Geographical Distribution and Habitat –
The barn owl is a common bird on all continents except in Antarctica.
It is widespread in Latin America and Europe, except in the coldest environments, such as the Alps and Scandinavia. It is less common in North America and in Canada and completely absent in Alaska. There are many specimens of various subspecies in Africa. They are also present in Indochina and Australia.
The Tyto alba is a bird whose typical habitat is represented by the areas of open countryside and the edges of the woods where they often hunt for food.

Description –
The barn owl recognizes itself as having a length between 34 and 40 cm, with a wingspan of almost one meter. The weight varies from about 200 grams for the smallest subspecies (such as in the Galápagos Islands) to over 500 grams like the barn owl in North America, while the European barn owls weigh from 300 grams (male) to 400 grams (females).
Characteristic is its heart-shaped facial disk and tuft-free ears. The upper parts are tawny-golden in color with black and white, while the lower parts are white or fawn. The plumage is generally very bright. The large white heart-shaped disc is also white in color, while the eyes are black and the beak are white and reddish.
There is a slight sexual dimorphism between males and females. In females, usually larger, the colors are darker.
The barn owl can also be recognized for its swinging flight when approaching the hunting grounds.

Biology –
Tyto alba is a sedentary, nesting and partial migratory bird.
The reproduction period is from March to November, with ordinary periods between April and May, but sometimes it also nests in October and November. It nests in niches, various cavities, nest boxes, etc. He therefore does not build a nest but merely places his eggs in a sheltered and well-hidden place.
The female lays 3 to 15 elongated, rough and opaque white eggs which it hatches for 32-34 days (one, sometimes two broods per year). The male feeds the female during the hatching and both then take care of the offspring.
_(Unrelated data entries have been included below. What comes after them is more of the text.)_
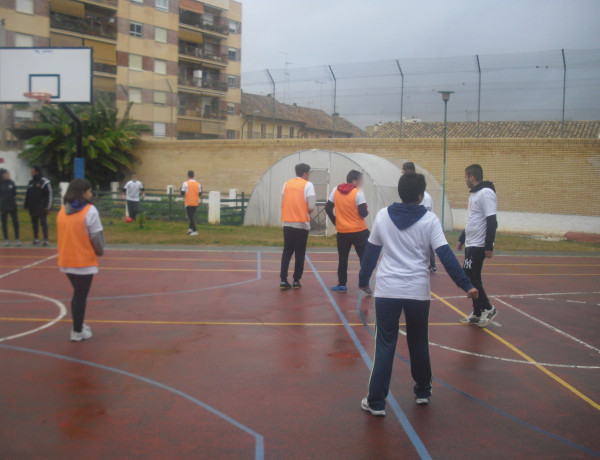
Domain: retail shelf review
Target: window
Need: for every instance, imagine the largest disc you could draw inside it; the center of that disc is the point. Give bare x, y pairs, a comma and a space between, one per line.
23, 40
160, 35
135, 62
160, 97
135, 29
160, 129
135, 95
25, 6
160, 66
The offspring is nidicola and leaves the nest after about 6 weeks, but remains nearby for some time. There have been cases in which parents have continued to feed the young ones caught by the man, if exposed in outdoor cages.
In freedom he can live over 21 years.

Ecological Role –
The barn owl is a stationary bird in the true sense of the word, and generally does not even undertake brief excursions. This bird has no natural enemies and does not fear humans.
Of nocturnal habits in which it crosses the countryside with a wavy, silent and light flight grazing the ground. When it flies it emits a hoarse and unpleasant cry.
The barn owl is therefore active at night, and occasionally also during the day, hunting for small mammals and small birds; in particular it feeds on mice, rats, shrews, moles, nfibis, reptiles and large insects.
In the cities it often captures the larks, the nightingales, the thrushes and the finches that are found in the cages hanging outside the windows.
It swallows the whole prey, and the bones and other indigestible parts are regurgitated in the form of small spheroidal masses called borre.
The barn owl is protected by law, but unfortunately, in some places, even today, its appearance on the roofs of houses is interpreted as an index of doom and death, triggering real hunting in the population that also involves many other nocturnal raptors .

Guido Bissanti

Sources
– Wikipedia, the free encyclopedia.
– C. Battisti, D. Taffon, F. Giucca, 2008. Atlas of breeding birds, Gangemi Editore, Rome.
– L. Svensson, K. Mullarney, D. Zetterstrom, 1999. Guide to the birds of Europe, North Africa and the Near East, Harper Collins Publisher, United Kingdom.